I am trying to scrape news articles from this website using Apify Puppeteer crawler. I am trying to write a page-function in javascript to achieve the same but unable get it to work.
The webpage incorporates pagination so I am trying to navigate through all the relevant pages to extract all articles with publication date since ‘2024-08-15’.
I am new to javascript, so any help is highly appreciated.
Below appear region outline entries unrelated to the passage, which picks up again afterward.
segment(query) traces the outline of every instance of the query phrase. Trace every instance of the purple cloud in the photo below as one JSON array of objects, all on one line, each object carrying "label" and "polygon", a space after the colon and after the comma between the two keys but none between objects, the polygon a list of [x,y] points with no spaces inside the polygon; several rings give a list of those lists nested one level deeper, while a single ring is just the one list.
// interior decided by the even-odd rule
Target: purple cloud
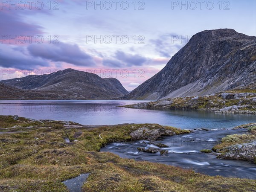
[{"label": "purple cloud", "polygon": [[1,38],[2,35],[11,35],[12,38],[15,38],[15,35],[36,35],[44,33],[43,27],[23,21],[21,19],[23,16],[17,11],[2,10],[0,16]]},{"label": "purple cloud", "polygon": [[96,64],[93,57],[82,51],[76,44],[59,42],[58,44],[33,44],[28,47],[31,55],[52,61],[61,61],[77,66]]},{"label": "purple cloud", "polygon": [[116,59],[104,59],[102,64],[105,66],[121,67],[124,66],[124,64]]},{"label": "purple cloud", "polygon": [[20,48],[12,48],[9,45],[2,44],[0,51],[0,63],[2,67],[29,69],[34,69],[36,66],[49,66],[48,62],[26,54]]},{"label": "purple cloud", "polygon": [[128,67],[133,65],[141,66],[147,61],[147,58],[139,55],[131,55],[120,51],[116,52],[115,56],[116,58],[125,63]]}]

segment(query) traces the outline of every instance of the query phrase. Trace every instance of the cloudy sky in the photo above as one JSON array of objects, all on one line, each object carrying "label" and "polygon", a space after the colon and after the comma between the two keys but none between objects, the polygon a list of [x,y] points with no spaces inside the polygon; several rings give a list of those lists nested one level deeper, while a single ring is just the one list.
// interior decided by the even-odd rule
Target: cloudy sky
[{"label": "cloudy sky", "polygon": [[256,35],[255,0],[32,1],[1,1],[1,79],[72,68],[131,91],[197,32]]}]

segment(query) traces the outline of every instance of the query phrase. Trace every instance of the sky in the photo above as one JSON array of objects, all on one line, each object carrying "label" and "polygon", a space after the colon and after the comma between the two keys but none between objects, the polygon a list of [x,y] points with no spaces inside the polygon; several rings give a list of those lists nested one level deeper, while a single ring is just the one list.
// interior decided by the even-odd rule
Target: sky
[{"label": "sky", "polygon": [[1,0],[1,80],[72,68],[128,91],[192,35],[233,29],[256,36],[256,0]]}]

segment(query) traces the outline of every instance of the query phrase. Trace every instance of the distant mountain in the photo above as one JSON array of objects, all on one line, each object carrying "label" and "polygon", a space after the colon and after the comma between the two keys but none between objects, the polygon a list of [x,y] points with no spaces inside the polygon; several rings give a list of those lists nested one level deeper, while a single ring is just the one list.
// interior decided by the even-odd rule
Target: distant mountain
[{"label": "distant mountain", "polygon": [[[72,69],[0,82],[6,86],[12,86],[12,89],[28,90],[26,90],[28,93],[34,91],[33,93],[38,96],[44,94],[45,99],[110,99],[128,93],[115,78],[102,79],[93,73]],[[3,96],[5,95],[8,99],[12,94],[9,91]]]},{"label": "distant mountain", "polygon": [[8,85],[0,82],[0,99],[37,99],[44,98],[54,99],[57,96],[52,93],[40,91],[24,90]]},{"label": "distant mountain", "polygon": [[256,83],[256,37],[233,29],[193,35],[165,67],[124,99],[201,96]]}]

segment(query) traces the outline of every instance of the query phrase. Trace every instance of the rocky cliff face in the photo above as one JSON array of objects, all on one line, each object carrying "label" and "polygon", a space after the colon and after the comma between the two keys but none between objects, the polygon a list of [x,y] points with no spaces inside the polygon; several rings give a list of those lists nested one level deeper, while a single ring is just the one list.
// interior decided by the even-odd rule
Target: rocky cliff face
[{"label": "rocky cliff face", "polygon": [[72,69],[1,81],[16,88],[47,93],[45,99],[49,99],[50,93],[55,99],[109,99],[128,93],[116,79],[102,79],[93,73]]},{"label": "rocky cliff face", "polygon": [[234,30],[206,30],[189,42],[159,73],[125,99],[201,96],[255,84],[256,37]]}]

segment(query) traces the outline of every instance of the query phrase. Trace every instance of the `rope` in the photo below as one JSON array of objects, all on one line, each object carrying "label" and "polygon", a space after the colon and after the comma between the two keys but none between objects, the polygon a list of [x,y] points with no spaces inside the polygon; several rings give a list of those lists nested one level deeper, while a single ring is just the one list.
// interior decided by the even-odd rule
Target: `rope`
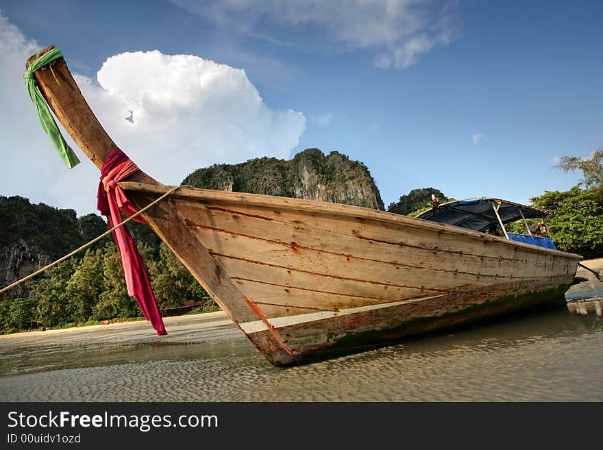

The page-function code I was trying to write is given below.
Can someone please help me to fix the page-function in javascript to use it in Apify Puppeteer scraper.
async function pageFunction(context) {
const { request, $, log, jQuery } = context;
const results = [];
const url = context.request['url'];
const pageopt = 'home';
const pageoption = context.customData.pageopt;
let i = 1;
//Define startDate
const startDate = new Date('2024-08-15');
//Get the page object from the context
const { page } = context;
await page.goto(url, { waitUntil: "domcontentloaded" });
const litags = null;
if ( pageoption === 'True') {
try {
await page.waitForSelector('ul.bwNewsList li');
liTags = await page.$$('ul.bwNewsList li');
} catch (error) {
console.error('An error occurred: ', error);
}
}
else {
try {
await page.waitForSelector('ul.bwNewsList li');
liTags = await page.$$('ul.bwNewsList li');
} catch(error) {
console.error('An error occurred: ', error);
}
}
const urls = [];
let date = null;
for (let li of liTags) {
date = new Date(await li.$eval('time', el => el.getAttribute('datetime')));
const aTag = await li.$('a');
const href = aTag ? await (await aTag.getPropert('href')).jsonValue() : null;
if (date >= startDate) {
urls.push(href);
}
}
console.log(date)
console.log(startDate)
if (date >= startDate) {
const nxthref = await page.$eval('div.pagingNext a', element => element.href);
console.log(nxthref);
context.customData.pageopt = 'False';
await context.enqueRequest({ 'url' : nxthref});
}
for (let url of urls) {
await page.goto(url, { waitUntil: " domcontentloaded" });
let title = await page.$eval('title', el => el.textContent.replace(/[rns]+/g, " ") );
const unique_article = url.concat(title);
// Generate the hash of the title
const titleHash = await page.evaluate(async (unique_article) => {
const encoder = new TextEncoder();
const data = encoder.encode(unique_article);
const hash = await window.crypto.subtle.digest('SHA-256', data);
const hashArray = Array.from(new Uint8Array(hash) );
return hashArray.map(b => b.toString(16).padStart(2, '0')).join('');
}, unique_article);
const pgdate = new Date(await page.$eval('div.bw-release-timestamp time', el => el.getAttribute('datetime')));
const divs = await page.$$('p');
let text = '';
for (let div of divs) {
text += await page.evaluate(el => el.textContent, div);
}
text = text.replace(/[rns]+/g, " ");
results.push({
'article_id': titleHash,
'url': url,
'title': title,
'content': text,
'published_date': pgdate,
'publisher': 'BW'
});
}
return results;
}
Thanks in advance.